POLITIQUE

La pilule THT est passée auprès des décideurs

Le nouveau projet de Ligne à Très Haute Tension France/Espagne est son enfouissement entre Baixas et Santa Llogaia d’Àlguema, selon l’annonce du Ministre de l’écologie, Jean-Louis Borloo, mercredi 30 avril.

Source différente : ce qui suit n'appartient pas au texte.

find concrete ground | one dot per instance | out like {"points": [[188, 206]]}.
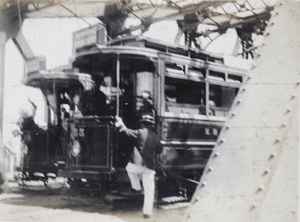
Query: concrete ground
{"points": [[41, 204]]}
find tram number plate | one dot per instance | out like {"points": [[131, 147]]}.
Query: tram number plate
{"points": [[211, 131]]}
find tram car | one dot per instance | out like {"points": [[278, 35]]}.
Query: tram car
{"points": [[188, 92]]}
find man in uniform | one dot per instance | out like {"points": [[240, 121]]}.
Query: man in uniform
{"points": [[143, 159]]}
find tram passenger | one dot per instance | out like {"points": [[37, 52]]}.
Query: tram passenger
{"points": [[143, 159], [93, 102]]}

Celui-ci, relayant le coordinateur européen Mario Monti, a reçu l’assentiment immédiat d’Hugues Bousiges, Préfet des Pyrénées-Orientales, Christian Bourquin, Président du Conseil Général, et Jean-Paul Alduy, Maire de Perpignan et Président de la Communauté d’Agglomération Perpignan-Méditerranée. Ces deux derniers, qui s’accordent même sur une solution sous-marine, plutôt que souterraine, prennent du champ face au Collectif anti-THT, dont l’argumentaire évoque l’inutilité de la ligne. Pour sa part, dans un communiqué du même jour, le réseau Sortir du Nucléaire s’oppose au nouveau projet, considéré « aussi anti-écologique qu’une ligne aérienne » et propose des « systèmes décentralisés » liés aux énergies renouvelables. 5 ans tout juste après le début de la grogne, la THT pourrait donc présenter un parcours, détours inclus, de 110km, soit 40 km de plus que le projet souterrain… en attendant d'hypothétiques avatars quant aux éventuels choix des communes d‘immersion. Le nouveau tracé sera officialisé lors du sommet franco-espagnol prévu en juin.